If you and your spouse are going through a divorce, and you also own a business together, you have some important decisions to make. Assuming that an agreement for the division of the business is not in a pre-or postnuptial agreement, the two of you need to decide what steps you want to take.
There are generally three options for the fate of the business. To help guide your decision-making process, you need to get a realistic idea of how much the business is worth.
Options for the business division
According to Market Business News, one of the cleanest ways to deal with the business is to sell the entire thing to a third party. This allows both of you to split the profits and move on.

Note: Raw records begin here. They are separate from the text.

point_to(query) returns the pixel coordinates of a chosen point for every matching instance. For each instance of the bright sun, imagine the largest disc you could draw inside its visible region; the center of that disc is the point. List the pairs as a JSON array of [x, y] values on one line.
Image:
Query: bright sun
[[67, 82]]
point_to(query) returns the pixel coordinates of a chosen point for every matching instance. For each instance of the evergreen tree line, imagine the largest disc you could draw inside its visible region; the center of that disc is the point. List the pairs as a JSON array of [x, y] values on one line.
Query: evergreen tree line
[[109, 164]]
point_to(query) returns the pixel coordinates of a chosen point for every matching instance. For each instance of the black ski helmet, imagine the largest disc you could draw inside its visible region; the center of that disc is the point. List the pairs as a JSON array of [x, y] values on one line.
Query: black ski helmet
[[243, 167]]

If one of you wants to keep the business, the other partner can sell his or her share, and the other is the sole owner. If the person keeping the business cannot afford to pay for the other half of the business, he or she may choose to take on a new partner.
A third option is to keep the business and continue to run it as partner. This generally requires that you and your ex get along and can make decisions without emotions getting in the way.

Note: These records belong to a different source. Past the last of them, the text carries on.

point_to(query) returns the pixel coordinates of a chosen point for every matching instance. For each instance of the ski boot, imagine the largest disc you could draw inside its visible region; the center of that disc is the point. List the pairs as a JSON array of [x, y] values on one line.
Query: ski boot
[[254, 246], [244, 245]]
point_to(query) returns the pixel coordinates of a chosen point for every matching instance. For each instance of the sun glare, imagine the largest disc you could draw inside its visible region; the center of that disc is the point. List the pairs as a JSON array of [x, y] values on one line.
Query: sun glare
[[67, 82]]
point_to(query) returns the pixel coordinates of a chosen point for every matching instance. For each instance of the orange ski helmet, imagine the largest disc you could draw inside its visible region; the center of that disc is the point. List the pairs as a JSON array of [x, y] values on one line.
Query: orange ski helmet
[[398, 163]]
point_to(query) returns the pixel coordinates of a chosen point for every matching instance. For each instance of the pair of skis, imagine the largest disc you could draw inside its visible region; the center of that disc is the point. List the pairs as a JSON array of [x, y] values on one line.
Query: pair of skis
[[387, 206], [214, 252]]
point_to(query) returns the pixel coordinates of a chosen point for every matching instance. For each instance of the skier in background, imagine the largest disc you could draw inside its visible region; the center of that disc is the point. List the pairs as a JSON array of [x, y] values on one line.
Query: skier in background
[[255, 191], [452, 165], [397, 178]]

Common methods used to valuate a business
Before making a decision, you should know how much the business is worth, so you know what to expect. According to the U.S. Chamber of Commerce, there are three main methods of valuating a business. The earning value approach is generally for companies that are looking to merge with another business, so you would probably use the asset-based or market value approach.
The asset-based approach calculates the amount of assets the business has once you subtract all the liabilities. The market value method compares your business with similar ones that have sold in the area.